If you are here to get rich overnight, the article is not for you. But, if you are looking to learn the art of investing and make a fortune in long term, you are at the right place.
These are 5 factors because of which, retail category loose money.
Incomplete or no research: Most of the traders in the category, take a position either on friends and family recommendations or news. A complete holistic research is needed to take any position in the stock market. Most of the traders are working in some or the other place and do not spend enough time before taking a position in the markets.
Lack of Discipline: A trader needs to keep aside emotions when trading. But we are humans and this is difficult, so we involve our emotions with our positions and do not book loss at right time and maybe book gains early or give in on greed and do not book profits at right time.
Flow of information: It is very important to understand that this category of traders gets the information last and is the last one to enter and last one to exit. Hence, these traders can’t beat institutional traders in terms of returns.

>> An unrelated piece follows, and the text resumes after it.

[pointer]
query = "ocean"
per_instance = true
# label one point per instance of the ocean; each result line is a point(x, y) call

Buying in FOMO: There is a very famous saying “Be greedy when others are fearful and fearful when others are greedy” but often retail investors and traders fall into the FOMO trap and buy stocks that is rallying and sell good stocks on a noisy news.
Unrealistic expectations: There are no shortcuts to success, people start trading with an unrealistic expectation of getting wealthy very fast and start buying options or do margin trading. This is a beautiful opportunity for big whales to eat small fishes.
What should you do:
If you think you can’t devote your majority of time in markets, outsource the work to experts.
Invest in right mutual funds, start SIP and do it religiously. The best investment is investing in yourself. Find your core expertise and try to grow in your field and invest surplus amount you make through this growth.
Does this means you should not trade? Nope, if you have savings, don’t miss fundamentally strong stocks when these are available for cheap. There are certain events where good stocks price take a hit, not because of its core business operations but because of short term problems. This is a good opportunity to take position in these stocks and go for swing trading.
Ending with a thought: 1.12^38 > (1.5)^27 * (0.5)^11
Which means the fund manager clocking consistent nominal returns for 38 years will outperform another fund manager having high volatile returns with equal positive and negative bias and 70% win rate. Hence, consistency and discipline is the key to build wealth.